Milletimizle yürüyoruz
Başbakan Davutoğlu, "Onlar paralelle yürümeye devam etsinler, biz sırat-ı müstakimde milletimizle yürümeye devam ediyoruz" dedi.
TBMM (AA) - AK Parti Genel Başkanı ve Başbakan Ahmet Davutoğlu, partisinin TBMM Grup Toplantısı'nda gündemdeki konulara ilişkin değerlendirmelerde bulundu.

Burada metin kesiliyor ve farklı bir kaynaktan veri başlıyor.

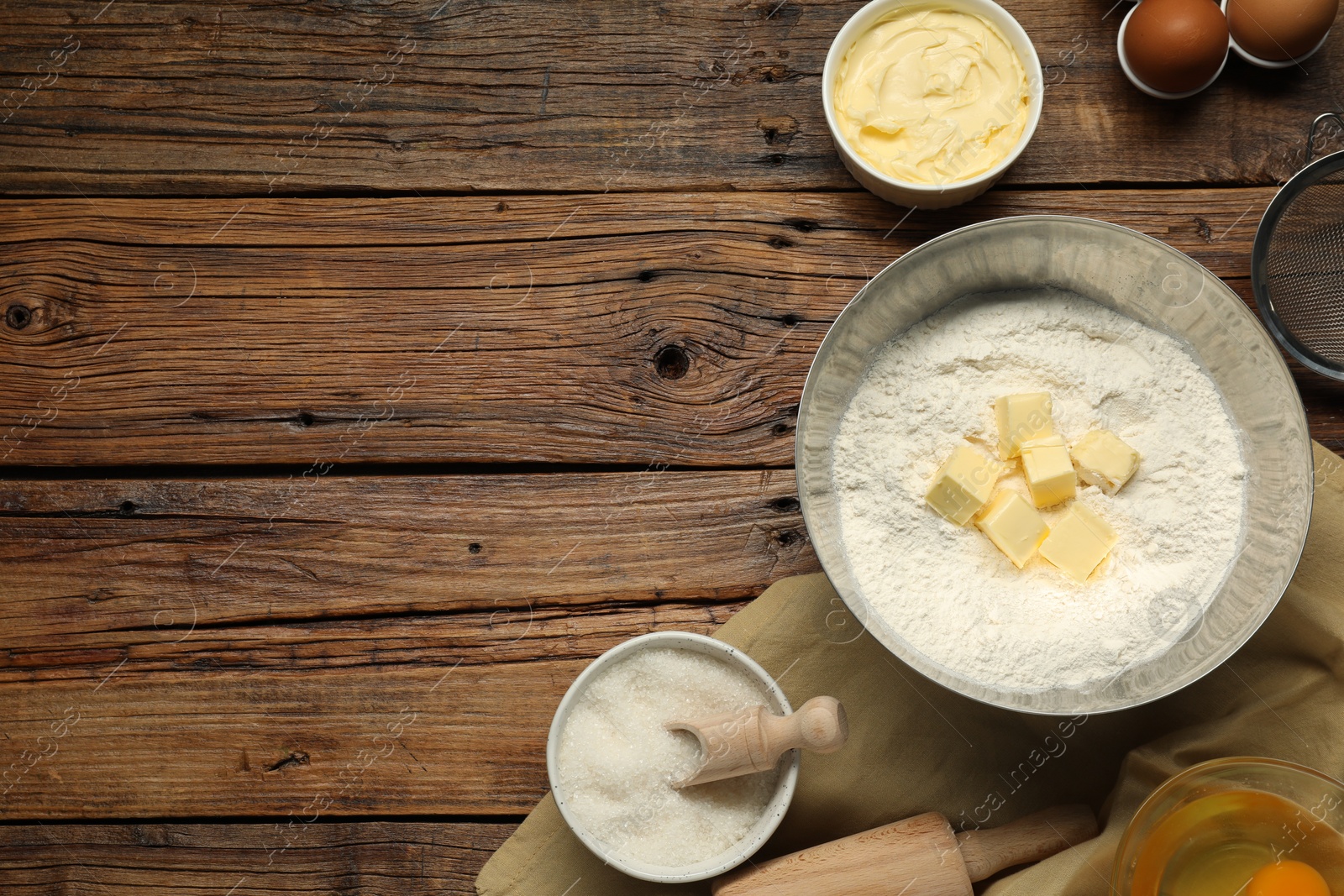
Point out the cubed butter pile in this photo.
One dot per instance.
(963, 490)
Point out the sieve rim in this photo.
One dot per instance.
(1296, 186)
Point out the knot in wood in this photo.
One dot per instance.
(18, 316)
(672, 363)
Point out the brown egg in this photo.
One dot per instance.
(1176, 45)
(1278, 29)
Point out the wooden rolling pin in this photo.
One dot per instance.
(739, 743)
(918, 857)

Meriç nehrinde meydana gelen taşkın nedeniyle Edirne ve Trakya'da yaşayan vatandaşlara geçmiş olsun dileğinde bulunan Davutoğlu, devletin bütün imkanlarıyla gerekli tüm tedbirleri aldığını, şu ana kadar da can ve mal kaybının söz konusu olmadığını belirtti. Taşkın alanında su baskınını söz konusu olduğunu ifade eden Davutoğlu, ilgili bakanların konuyla yakından ilgilenerek, her türlü tedbirin alınmasına nezaret ettiklerini söyledi.
Davutoğlu, geçen ay Edirne'ye yaptığı ziyarette Karaağaç tahliye ve drenaj kanalı çalışmalarını takip ettiğini hatırlatarak, "Çok büyük bir ana kanal olacak. Edirne'yi by-pass edecek şekilde Meriç sularının bundan sonra herhangi bir baskın ve taşkın olma ihtimalini yok edecek şekilde düzenlenecek. Bir ay içinde proje tamamlanıyor ve inşaat aşamasına geçiliyor" diye konuştu.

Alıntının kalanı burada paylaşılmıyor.